Surplus of €55m from health insurance scheme absorbed by exchequer
James Reilly had sought talks with Finance officials on how money could be spent
Then minister for health James Reilly had directed his officials to seek a meeting with the Department of Finance as part of a process aimed at determining how the surplus would be spent. Photograph: Bryan O’Brien
A €55 million financial surplus generated by a health insurance scheme that was in place up to the end of 2012 to underpin the market has been absorbed by the exchequer.
The windfall arose following the closure of the interim age-related tax credit scheme in the health insurance market.
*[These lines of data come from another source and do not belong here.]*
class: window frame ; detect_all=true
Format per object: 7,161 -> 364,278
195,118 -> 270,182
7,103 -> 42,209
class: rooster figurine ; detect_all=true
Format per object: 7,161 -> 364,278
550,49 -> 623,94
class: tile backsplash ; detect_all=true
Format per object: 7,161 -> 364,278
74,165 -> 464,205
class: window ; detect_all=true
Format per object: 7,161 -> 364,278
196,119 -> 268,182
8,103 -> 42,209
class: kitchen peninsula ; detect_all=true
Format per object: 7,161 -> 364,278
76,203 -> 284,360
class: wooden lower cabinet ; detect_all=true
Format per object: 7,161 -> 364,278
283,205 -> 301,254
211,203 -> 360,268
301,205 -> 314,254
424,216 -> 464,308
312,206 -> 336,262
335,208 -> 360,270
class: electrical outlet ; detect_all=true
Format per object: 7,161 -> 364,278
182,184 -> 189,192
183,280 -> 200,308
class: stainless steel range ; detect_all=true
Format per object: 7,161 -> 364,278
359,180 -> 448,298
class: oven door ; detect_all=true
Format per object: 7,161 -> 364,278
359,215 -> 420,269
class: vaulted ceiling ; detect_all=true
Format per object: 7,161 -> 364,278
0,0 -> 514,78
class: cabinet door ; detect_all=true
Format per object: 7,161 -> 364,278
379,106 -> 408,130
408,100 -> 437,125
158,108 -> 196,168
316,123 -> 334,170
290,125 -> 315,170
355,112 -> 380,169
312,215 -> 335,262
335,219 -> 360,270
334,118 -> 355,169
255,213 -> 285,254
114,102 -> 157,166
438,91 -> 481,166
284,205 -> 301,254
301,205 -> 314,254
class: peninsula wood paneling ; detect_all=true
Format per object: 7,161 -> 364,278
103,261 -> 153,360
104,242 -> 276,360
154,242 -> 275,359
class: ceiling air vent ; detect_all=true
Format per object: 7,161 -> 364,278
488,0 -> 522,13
It was in operation from 2009 until the introduction of a permanent risk-equalisation scheme in the health insurance market in 2013.
The Irish Times reported last year that the surplus in place at the closure of the interim age-related tax credit scheme was of the order of €55 million and that the then Minister for Health James Reilly had directed his officials to seek a meeting with the department of finance as part of a process aimed at determining how the surplus would be spent.
At the time there were a number of options mooted as to how the money could be distributed.
These included giving the money back to the insurers who were in the market over the three-year period to 2012. One argument is these proceeds could be used to boost the VHI’s reserves to facilitate authorisation by the Central Bank, as long demanded by the European Commission.
There was also speculation that the Government could use the surplus to offset financial deficits in the HSE.
Highly placed sources said at the weekend that the surplus had now been absorbed by the exchequer.